#10 in my ranking of the Halloween franchise.
Hey, remember how Halloween 4 ended with an interesting moment where a little girl was going to become the next Michael Myers? Well, that’s too far for Moustapha Akkad, it seems, so everything gets pulled back because having a little girl become a slasher villain was a bit too much. Which is, to be fair, understandable if you’re going to refuse any sort of significant time jump, looking forward only a year so that your little girl actress was going to be the main character of the next film. What do you do then? Continue to ape the Friday the 13th franchise, poorly, it seems. Not that the Friday movies were masterpieces.
Halloween 5 The Revenge of Michael Myers (1989) Trailer
So, it’s been a year since Michael Myers fell down a…well? in a cemetery after being shot dozens of times by the police of Haddonfield. He recovers at the hand of some forested bum whom he murders a year later because…Michael Myers, I guess. Anyway, Jamie (Danielle Harris) has become a mute after the events of the previous film, staying at the Haddonfield Children’s Clinic and overseen by Dr. Loomis (Donald Pleasance) and visited frequently by her foster (well, they now say step) sister Rachel (Ellie Cornell). Everyone’s hoping that Jamie will get over her night terrors and start speaking soon, including Rachel’s friend Tina (Wendy Kaplan).

Now, this is where the weird combination of Halloween lore, Friday the 13th mimicry, and some kind of innate desire to maintain the original film’s sense of dread come clashing together in a horrible car crash of inanity. Michael sets out from his hideaway in the forest, heading straight for Rachel’s house. Why? Well, the subtitle of the film (which doesn’t actually appear in the film) says that this is Michael’s revenge. But he’s also got this thing from the previous film where he needs to kill his family members (it’s in both II and 4, for their own, separate reasons). He then spends the next very large bulk of the film pursuing Tina and her friends out of town, to a party at a farmhouse, even though none of these people were involved in the events of the previous film. So, he wants revenge on people who weren’t there, ignores the little girl who is his sister before getting super focused on her in the finale, and goes out of his way to murder people he’s never seen before. He’s more Jason than whatever Michael is supposed to be at this point, and I don’t think anyone knew.

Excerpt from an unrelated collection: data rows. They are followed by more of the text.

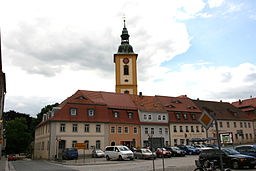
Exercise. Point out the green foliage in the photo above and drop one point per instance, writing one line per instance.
(18, 136)
(45, 110)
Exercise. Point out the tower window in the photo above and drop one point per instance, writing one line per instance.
(126, 70)
(126, 92)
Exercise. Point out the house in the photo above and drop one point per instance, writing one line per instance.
(153, 120)
(230, 120)
(183, 123)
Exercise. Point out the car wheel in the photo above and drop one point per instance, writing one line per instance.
(251, 166)
(235, 165)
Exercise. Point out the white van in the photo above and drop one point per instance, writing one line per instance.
(118, 152)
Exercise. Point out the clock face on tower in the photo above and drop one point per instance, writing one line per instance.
(126, 60)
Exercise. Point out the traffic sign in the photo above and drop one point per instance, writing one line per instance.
(206, 119)
(80, 145)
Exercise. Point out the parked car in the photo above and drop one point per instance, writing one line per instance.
(70, 153)
(189, 149)
(231, 158)
(12, 157)
(118, 153)
(247, 149)
(212, 145)
(201, 147)
(144, 153)
(162, 152)
(176, 151)
(96, 153)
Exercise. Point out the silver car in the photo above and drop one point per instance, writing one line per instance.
(144, 153)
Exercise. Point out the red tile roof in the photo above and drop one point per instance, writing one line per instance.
(223, 110)
(246, 104)
(183, 104)
(148, 103)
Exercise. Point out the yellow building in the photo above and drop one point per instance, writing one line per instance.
(125, 62)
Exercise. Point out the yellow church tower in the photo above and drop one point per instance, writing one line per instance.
(125, 62)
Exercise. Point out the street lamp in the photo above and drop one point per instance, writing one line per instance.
(150, 136)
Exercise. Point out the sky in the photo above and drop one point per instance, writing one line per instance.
(200, 48)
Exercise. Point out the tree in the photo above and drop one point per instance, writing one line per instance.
(18, 136)
(45, 110)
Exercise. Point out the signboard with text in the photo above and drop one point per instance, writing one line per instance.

So, the point of the slasher genre is creative and fun kills, and these are surprisingly tame. Stabs with scissors, an impalement with a pitchfork, and a swing of a scythe are pretty much it, and they’re mostly off-screen. Also, there are these long stretches in between the kills that aren’t built on tension but on following stupid characters for stupid reasons while Michael doesn’t act like Michael.

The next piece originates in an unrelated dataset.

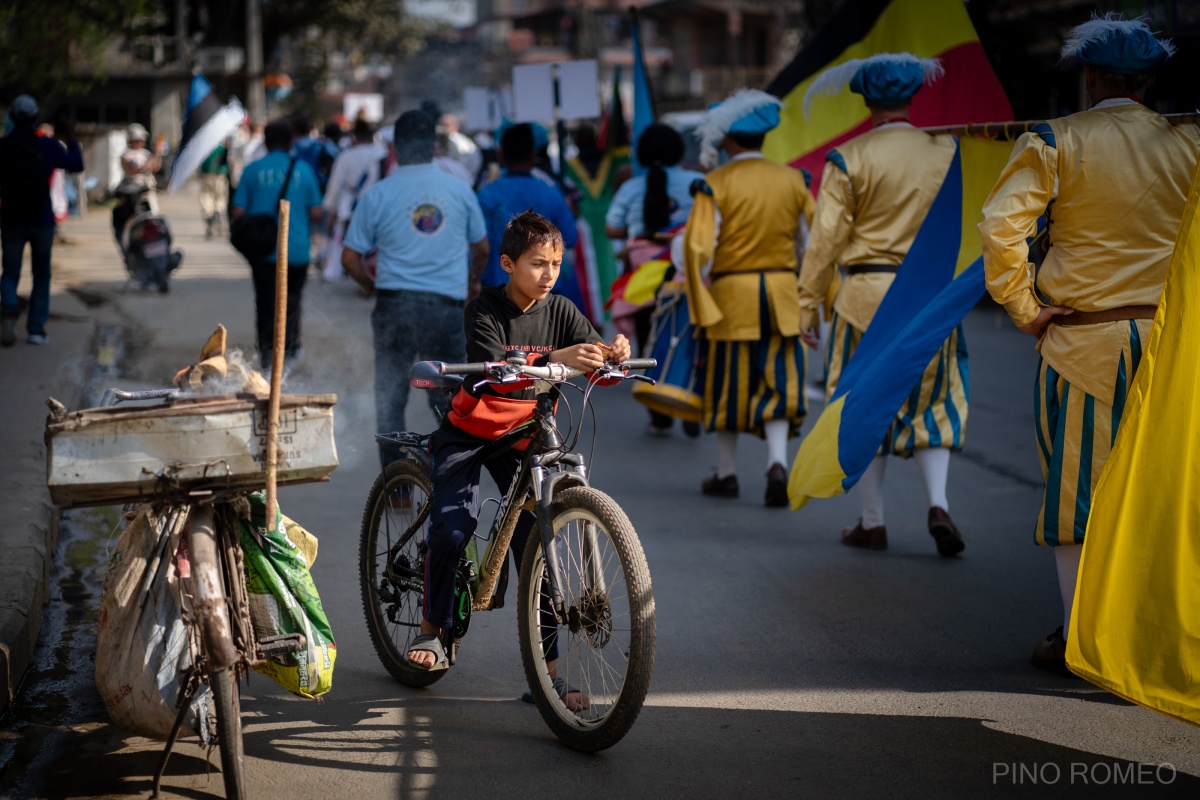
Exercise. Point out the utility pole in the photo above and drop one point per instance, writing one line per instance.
(256, 96)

This is a franchise in desperate need of an identity. What started as something sort of original quickly fell behind the trends of the slasher genre and never caught up. There’s something more pure about how Friday the 13th and its mostly terrible sequels approach the material, having fewer pretensions about anything and never feeling like they are actively working against what came before, a trait that these Halloween sequels largely cannot match.
So, the finale ends at the Myers home, still abandoned and condemned decades after the original Myers murder of his sister, a dilapidated house in the middle of tony suburbia, and it’s built entirely on Loomis using Jamie as bait because he’s suddenly deeply invested in getting her after ignoring her for…the rest of the film. It also requires Loomis deciding that backup against Michael Myers is completely unnecessary for some reason, even though Loomis, every time he meets a cop, tells them that they’re not taking Michael seriously enough.

This is a script written by someone either kind of stupid or just at a loss for how to accomplish all of the competing ideas that the producers and studio are throwing in his direction.
If there’s one good thing in the film, it’s probably that the director, Dominique Othenin-Girard, provides a nice, naturalistic feel to the female relationships in the beginning mostly, it seems, by just letting Kaplan, in particular, be herself.
I mean, this isn’t the worst thing in the world. The kills have some very modest value. Kaplan is actually fun to watch, and most of the film hinges on her. It looks decent (TV movie from the 90s quality, to be honest). But, it makes no sense, it mostly just kind of dull, and further descends into this quagmire of dueling interests and influences. This is a franchise that has completely gone off the rails.